Opening of mitochondrial K(ATP) channel occurs downstream of PKC-epsilon activation in the mechanism of preconditioning.

We examined whether the mitochondrial ATP-sensitive K channel (K(ATP)) is an effector downstream of protein kinase C-epsilon (PKC-epsilon) in the mechanism of preconditioning (PC) in isolated rabbit hearts. PC with two cycles of 5-min ischemia/5-min reperfusion before 30-min global ischemia reduced infarction from 50.3 +/- 6.8% of the left ventricle to 20.3 +/- 3.7%. PC significantly increased PKC-epsilon protein in the particulate fraction from 51 +/- 4% of the total to 60 +/- 4%, whereas no translocation was observed for PKC-delta and PKC-alpha.

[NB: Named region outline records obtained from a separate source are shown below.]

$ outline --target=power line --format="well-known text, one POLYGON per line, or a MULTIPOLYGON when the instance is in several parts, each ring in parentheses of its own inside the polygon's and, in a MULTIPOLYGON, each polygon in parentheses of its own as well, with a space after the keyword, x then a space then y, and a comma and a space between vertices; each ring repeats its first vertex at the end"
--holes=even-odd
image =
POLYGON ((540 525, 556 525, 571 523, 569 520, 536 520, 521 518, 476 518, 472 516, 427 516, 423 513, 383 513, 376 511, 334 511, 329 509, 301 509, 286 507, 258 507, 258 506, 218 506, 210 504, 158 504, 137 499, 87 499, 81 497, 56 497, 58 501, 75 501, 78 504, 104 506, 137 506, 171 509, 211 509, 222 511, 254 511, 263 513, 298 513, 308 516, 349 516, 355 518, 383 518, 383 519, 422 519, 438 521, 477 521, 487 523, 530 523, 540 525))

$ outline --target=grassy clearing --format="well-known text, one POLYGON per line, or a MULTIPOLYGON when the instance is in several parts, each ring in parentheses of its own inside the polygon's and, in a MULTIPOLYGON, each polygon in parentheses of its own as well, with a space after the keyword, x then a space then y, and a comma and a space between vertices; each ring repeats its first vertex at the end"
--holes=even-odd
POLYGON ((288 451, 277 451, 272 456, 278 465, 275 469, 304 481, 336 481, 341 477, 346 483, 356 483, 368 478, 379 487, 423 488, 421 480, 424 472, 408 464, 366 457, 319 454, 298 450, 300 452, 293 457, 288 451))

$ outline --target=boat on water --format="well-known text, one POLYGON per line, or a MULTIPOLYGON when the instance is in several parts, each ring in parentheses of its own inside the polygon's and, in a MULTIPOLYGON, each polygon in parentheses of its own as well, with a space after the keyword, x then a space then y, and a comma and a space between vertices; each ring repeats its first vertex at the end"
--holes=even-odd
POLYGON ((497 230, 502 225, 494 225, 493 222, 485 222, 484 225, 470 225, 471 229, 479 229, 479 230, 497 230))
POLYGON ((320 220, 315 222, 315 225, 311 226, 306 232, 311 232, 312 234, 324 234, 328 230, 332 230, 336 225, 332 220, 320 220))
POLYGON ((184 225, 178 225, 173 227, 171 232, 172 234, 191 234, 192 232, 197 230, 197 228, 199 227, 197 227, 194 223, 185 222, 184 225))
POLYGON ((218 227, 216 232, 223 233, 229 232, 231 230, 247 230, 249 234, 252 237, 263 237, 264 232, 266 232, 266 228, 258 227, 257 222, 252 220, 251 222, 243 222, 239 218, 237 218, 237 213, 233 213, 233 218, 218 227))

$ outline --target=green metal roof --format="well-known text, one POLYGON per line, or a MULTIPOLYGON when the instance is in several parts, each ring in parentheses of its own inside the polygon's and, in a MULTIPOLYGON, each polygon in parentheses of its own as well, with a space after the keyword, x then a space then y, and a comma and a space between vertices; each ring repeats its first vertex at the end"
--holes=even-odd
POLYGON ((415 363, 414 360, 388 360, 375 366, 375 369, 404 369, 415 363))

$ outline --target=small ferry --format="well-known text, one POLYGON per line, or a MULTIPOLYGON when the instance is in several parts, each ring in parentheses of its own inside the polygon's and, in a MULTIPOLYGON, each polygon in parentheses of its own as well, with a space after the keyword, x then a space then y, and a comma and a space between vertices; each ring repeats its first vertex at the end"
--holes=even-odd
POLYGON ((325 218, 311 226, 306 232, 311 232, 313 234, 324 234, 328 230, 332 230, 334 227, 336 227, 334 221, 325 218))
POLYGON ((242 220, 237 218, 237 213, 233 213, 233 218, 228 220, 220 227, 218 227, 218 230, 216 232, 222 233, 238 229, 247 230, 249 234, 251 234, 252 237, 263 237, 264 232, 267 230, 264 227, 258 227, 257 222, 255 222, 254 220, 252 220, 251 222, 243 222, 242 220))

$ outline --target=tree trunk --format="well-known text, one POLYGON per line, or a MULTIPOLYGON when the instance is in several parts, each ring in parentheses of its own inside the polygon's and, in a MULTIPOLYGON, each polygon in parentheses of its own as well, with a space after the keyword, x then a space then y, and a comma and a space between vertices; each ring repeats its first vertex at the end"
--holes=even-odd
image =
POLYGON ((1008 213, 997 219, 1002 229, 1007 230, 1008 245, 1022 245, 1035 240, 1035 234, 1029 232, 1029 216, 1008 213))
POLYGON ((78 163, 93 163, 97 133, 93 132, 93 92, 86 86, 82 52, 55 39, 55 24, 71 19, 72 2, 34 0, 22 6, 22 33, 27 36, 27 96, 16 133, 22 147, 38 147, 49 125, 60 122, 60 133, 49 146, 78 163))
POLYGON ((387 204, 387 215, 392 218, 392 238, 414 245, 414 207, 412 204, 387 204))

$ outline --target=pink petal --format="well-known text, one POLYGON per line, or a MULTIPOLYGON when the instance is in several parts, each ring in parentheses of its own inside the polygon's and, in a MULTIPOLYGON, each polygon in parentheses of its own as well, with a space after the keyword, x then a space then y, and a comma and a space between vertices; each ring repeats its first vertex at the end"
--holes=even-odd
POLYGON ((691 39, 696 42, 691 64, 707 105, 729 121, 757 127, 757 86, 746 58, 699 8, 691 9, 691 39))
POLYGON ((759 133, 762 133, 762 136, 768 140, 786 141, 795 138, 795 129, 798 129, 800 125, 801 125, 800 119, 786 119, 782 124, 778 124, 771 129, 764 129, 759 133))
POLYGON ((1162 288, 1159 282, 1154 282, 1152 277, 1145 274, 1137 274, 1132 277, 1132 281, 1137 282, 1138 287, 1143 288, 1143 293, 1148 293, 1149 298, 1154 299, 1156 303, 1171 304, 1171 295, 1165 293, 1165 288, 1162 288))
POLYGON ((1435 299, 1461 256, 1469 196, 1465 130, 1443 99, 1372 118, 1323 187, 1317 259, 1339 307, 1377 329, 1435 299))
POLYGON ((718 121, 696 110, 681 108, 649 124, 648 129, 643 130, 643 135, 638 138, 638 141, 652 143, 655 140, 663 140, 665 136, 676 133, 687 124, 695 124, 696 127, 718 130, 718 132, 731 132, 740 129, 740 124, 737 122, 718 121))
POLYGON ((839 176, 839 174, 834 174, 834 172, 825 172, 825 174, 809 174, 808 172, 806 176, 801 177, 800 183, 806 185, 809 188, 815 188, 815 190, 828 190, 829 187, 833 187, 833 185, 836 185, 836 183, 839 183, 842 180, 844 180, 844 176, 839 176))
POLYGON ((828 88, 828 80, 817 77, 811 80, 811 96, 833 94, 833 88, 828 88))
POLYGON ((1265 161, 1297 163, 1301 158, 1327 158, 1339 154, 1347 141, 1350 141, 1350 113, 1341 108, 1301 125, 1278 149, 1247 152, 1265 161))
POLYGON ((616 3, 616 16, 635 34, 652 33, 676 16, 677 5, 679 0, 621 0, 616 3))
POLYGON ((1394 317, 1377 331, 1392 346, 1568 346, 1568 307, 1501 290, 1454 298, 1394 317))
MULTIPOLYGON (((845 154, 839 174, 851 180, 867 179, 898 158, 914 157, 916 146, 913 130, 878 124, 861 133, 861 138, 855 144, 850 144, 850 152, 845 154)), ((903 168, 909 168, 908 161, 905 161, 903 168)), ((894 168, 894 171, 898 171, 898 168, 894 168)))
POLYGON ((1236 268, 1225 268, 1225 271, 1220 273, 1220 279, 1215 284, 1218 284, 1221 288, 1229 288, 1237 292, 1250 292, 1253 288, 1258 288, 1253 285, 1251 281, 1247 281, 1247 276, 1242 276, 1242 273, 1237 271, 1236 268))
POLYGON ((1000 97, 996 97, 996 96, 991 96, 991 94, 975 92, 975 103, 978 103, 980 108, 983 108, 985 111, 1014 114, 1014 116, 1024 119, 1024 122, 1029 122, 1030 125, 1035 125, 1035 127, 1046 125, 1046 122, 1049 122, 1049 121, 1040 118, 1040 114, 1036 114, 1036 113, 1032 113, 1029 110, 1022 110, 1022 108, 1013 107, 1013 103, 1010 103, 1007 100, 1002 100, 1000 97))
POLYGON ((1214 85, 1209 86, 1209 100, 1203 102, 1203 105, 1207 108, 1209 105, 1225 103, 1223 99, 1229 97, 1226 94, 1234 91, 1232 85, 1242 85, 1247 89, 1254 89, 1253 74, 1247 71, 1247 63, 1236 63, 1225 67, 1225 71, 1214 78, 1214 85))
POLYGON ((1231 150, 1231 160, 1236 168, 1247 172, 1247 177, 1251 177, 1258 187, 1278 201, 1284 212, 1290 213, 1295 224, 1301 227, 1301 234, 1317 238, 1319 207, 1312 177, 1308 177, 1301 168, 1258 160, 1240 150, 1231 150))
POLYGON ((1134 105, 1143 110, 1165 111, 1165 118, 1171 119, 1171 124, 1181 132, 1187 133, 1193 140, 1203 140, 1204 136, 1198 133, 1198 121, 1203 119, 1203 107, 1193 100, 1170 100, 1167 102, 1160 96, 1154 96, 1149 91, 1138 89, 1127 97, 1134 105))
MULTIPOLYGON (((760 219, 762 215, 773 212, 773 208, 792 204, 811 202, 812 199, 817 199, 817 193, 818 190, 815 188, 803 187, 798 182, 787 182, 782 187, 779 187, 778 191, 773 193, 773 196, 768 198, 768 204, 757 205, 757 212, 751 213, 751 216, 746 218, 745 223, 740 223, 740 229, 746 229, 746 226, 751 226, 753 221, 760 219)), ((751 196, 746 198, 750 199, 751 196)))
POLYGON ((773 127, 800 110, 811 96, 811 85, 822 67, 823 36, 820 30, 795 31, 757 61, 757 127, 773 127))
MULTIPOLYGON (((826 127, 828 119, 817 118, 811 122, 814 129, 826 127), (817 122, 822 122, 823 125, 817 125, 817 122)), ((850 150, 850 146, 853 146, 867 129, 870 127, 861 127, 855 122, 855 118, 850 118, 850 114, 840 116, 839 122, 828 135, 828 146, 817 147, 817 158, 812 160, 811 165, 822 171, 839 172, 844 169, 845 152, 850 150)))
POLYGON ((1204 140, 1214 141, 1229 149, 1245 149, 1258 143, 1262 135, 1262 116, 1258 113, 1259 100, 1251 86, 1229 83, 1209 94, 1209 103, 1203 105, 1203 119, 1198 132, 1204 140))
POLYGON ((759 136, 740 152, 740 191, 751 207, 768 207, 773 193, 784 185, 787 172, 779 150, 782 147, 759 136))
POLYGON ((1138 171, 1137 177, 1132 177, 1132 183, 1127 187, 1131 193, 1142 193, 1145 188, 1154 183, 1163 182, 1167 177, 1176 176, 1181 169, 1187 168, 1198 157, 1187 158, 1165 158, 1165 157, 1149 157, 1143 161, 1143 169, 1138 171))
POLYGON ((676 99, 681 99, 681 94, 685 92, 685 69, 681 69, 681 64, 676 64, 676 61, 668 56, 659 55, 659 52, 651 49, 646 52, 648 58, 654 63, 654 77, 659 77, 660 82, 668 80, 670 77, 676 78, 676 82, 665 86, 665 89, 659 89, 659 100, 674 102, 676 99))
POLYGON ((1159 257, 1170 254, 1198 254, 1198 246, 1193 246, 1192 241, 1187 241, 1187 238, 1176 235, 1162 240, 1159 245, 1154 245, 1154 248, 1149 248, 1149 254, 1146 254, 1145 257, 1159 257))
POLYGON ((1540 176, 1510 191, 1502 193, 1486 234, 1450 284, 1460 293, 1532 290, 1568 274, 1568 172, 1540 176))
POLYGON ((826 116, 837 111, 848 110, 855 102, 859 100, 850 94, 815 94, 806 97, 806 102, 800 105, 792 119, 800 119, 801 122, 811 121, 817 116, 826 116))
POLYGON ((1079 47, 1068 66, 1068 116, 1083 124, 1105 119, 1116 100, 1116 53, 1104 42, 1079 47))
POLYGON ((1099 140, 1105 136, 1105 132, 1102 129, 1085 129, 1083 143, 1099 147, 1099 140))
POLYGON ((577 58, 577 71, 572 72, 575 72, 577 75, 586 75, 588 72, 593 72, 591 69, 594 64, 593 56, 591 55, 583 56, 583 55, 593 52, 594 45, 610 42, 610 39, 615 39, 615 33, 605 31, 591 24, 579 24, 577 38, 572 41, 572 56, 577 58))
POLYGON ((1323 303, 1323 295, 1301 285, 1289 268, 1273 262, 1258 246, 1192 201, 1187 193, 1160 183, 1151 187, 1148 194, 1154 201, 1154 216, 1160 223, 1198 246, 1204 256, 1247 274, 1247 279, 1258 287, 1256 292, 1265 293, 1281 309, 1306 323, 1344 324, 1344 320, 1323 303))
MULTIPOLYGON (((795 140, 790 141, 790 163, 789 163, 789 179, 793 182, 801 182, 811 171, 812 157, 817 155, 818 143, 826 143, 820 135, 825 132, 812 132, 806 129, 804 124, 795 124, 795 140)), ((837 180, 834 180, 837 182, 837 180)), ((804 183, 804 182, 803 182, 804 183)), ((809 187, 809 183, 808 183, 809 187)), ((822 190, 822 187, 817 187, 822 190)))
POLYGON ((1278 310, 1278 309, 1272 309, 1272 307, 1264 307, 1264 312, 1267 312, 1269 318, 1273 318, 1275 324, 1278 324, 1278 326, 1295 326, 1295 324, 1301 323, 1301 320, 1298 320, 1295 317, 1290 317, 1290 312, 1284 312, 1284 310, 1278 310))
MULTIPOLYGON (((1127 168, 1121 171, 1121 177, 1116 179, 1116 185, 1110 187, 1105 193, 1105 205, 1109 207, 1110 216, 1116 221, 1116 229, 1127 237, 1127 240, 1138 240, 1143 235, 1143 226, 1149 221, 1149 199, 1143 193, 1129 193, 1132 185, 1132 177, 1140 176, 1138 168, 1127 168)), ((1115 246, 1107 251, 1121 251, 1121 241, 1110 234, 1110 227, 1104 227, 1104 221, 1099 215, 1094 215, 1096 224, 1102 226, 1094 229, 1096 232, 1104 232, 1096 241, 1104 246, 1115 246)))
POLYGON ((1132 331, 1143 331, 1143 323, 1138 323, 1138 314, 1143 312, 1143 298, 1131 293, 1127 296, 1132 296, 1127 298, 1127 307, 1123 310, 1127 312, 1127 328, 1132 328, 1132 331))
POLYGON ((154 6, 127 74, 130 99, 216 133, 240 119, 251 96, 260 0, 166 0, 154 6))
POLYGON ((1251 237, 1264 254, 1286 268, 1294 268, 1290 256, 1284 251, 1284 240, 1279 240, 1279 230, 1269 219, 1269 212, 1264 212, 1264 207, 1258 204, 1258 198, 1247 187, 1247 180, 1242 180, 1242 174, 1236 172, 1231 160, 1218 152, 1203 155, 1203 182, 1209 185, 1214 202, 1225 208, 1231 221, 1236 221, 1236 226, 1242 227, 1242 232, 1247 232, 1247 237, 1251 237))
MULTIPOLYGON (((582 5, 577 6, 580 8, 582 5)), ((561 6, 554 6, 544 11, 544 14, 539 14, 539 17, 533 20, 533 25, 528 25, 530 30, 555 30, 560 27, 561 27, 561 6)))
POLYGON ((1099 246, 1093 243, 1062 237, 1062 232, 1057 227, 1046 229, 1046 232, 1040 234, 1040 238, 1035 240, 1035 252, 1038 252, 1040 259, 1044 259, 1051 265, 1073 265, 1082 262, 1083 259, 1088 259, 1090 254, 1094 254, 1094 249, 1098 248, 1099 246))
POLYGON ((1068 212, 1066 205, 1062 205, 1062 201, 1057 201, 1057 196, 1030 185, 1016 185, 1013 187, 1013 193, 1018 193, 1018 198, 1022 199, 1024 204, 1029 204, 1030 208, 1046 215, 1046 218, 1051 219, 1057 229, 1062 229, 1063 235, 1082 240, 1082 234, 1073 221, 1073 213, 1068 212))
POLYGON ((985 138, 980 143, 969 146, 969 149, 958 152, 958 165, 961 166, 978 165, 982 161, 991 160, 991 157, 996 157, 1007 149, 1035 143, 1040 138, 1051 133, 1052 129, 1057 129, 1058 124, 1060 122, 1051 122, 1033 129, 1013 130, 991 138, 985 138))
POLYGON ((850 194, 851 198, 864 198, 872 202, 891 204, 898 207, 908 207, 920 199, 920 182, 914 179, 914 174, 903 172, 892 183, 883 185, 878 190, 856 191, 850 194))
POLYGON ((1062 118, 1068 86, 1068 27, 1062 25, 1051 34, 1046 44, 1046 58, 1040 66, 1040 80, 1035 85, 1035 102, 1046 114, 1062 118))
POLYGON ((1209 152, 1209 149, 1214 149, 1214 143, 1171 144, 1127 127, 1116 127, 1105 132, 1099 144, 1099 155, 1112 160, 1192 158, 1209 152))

In mitochondria separated from the other particulate fractions, PC increased the PKC-epsilon level by 50%. Infusion of 5-hydroxydecanoate (5-HD), a mitochondrial K(ATP) blocker, after PC abolished the cardioprotection of PC, whereas PKC-epsilon translocation by PC was not interfered with 5-HD. Diazoxide, a mitochondrial K(ATP) opener, infused 10 min before ischemia limited infarct size to 5.2 +/- 1.4%, but this agent neither translocated PKC-epsilon by itself nor accelerated PKC-epsilon translocation after ischemia. Together with the results of earlier studies showing mitochondrial K(ATP) opening by PKC, the present results suggest that mitochondrial K(ATP)-mediated cardioprotection occurs subsequent to PKC-epsilon activation by PC.